Who is corporate governance more significant for larger companies than for small private ones?

The separation of ownership from management is much wider

2

What is the difference between governance and management?

Governance is controlled by the board of directors, while management is the everyday running on the company by management.

3

What is meant by separation of ownership from control?

This refers to the distance between the the owners of a company, and those who run it (directors).

4

What was the governance failing in the Maxwell case?

Maxwell raided pension pots to deficit of £400M through being allowed to dominate the group.

5

What was the governance failing in the Enron case?

Misleading accounting practices and improper auditing.

6

What was the governance failure in the Parmalat case?

Failure to identify fraud including forged documents, which no one reported.

7

Give 6 examples of bad corporate governance.

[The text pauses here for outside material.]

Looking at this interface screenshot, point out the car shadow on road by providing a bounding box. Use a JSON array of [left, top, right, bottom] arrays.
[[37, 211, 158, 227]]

- board failing to perform its duties
- misleading financial reporting
- poor relations between the board and its shareholders
- ineffective risk management
- in appropriate remuneration
- unethical business practices

8

What are the two theoretical frameworks of governance?

Agency theory
Stakeholder theory

9

What are the 4 conflicts in agency theory?

Moral hazard
Level of effort
Earnings retention
Time horizon

10

What are the three types of agency cost?

Costs of monitoring
Bonding costs
Residual loss

11

How can agency costs be minimised?

Improving the monitoring of management
Incentivising in such a way to bring management interests in line with shareholder interests

12

What are the 4 approaches to corporate governance?

Shareholder value
Stakeholder
Enlightened shareholder
Stakeholder inclusive (King 4)

13

What are the limitations of corporate governance practice of institutional investors?

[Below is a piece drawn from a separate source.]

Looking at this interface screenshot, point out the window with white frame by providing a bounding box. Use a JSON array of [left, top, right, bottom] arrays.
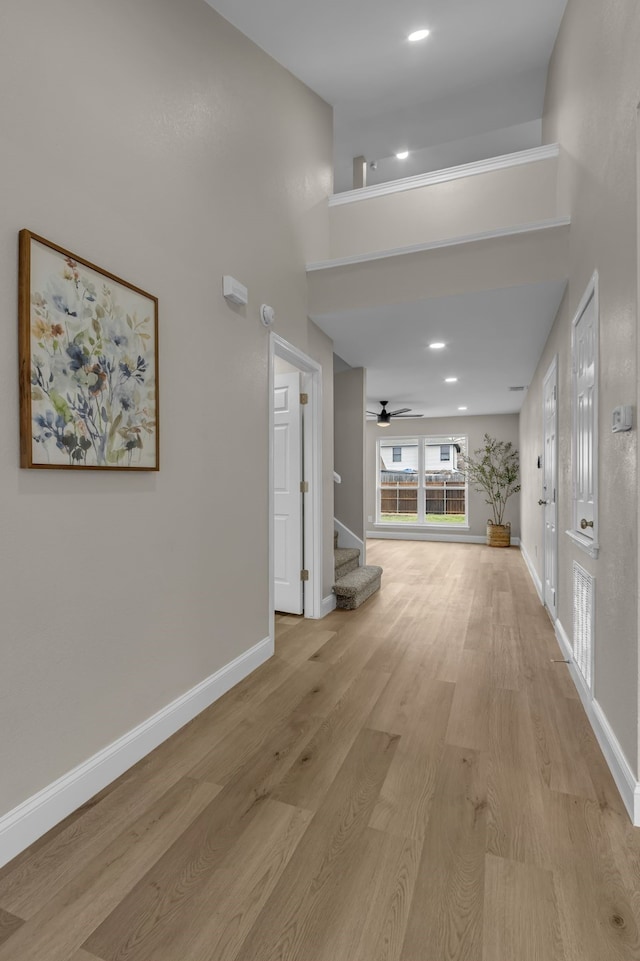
[[378, 435, 467, 525]]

They are often unaccountable to their beneficiaries.

14

According. To King 4, why should governing bodies adopt a stakeholder-inclusive approach to governance?

Because it gives parity to all sources of value creation.

15

What are the 4 principles of good governance?

Fairness
Accountability
Responsibility
Transparency

16

What is accountability?

The directors should be accountable to shareholders, and should allow challenge.

17

What is the difference between personal and corporate ethics?

Personal ethics is the morality and view of what is right and wrong.

Corporate ethics is the standard of behaviour by businesses.

18

What are the key features of a corporate code of ethics?

Formal document
Adopted by the board of directors
Disclosed to employees and the public.
Made clear to employees and the public.
It is monitored
Breaches have consequences

19

What are 3 reasons for developing a code of ethics?

Compliance and customer service
Managing stakeholder relations
Creating a value based organisation

20

According to the CCAB, what are the elements of a code of corporate ethics?

Mission statement
High level values
Clear ethical principles
Internal policies
Implications for breaches

21

What are the 6 major issues in corporate governance?

Financial reporting and auditing
Remuneration of directors and executives
Company stakeholder relations
Risk taking and risk management
Effective communication with shareholders
Ethical conduct and CSPl

22

What is the “comply or explain” rule?

This rule set out in the UKCGC requires companies to comply with provisions, or explain why they have not.

23

What are the benefits of good governance?

- eliminates risk of false reporting
- prevents domination by self-seeking individuals
- more likely to achieve commercial success
- reputation
- encourages long-term investment

24

What are the arguments against good governance?

- box-ticking
- excessive bureaucracy
- cost and effort of compliance with codes
- companies having to comply are at a disadvantage to those that don’t. e.g. rivals in other countries.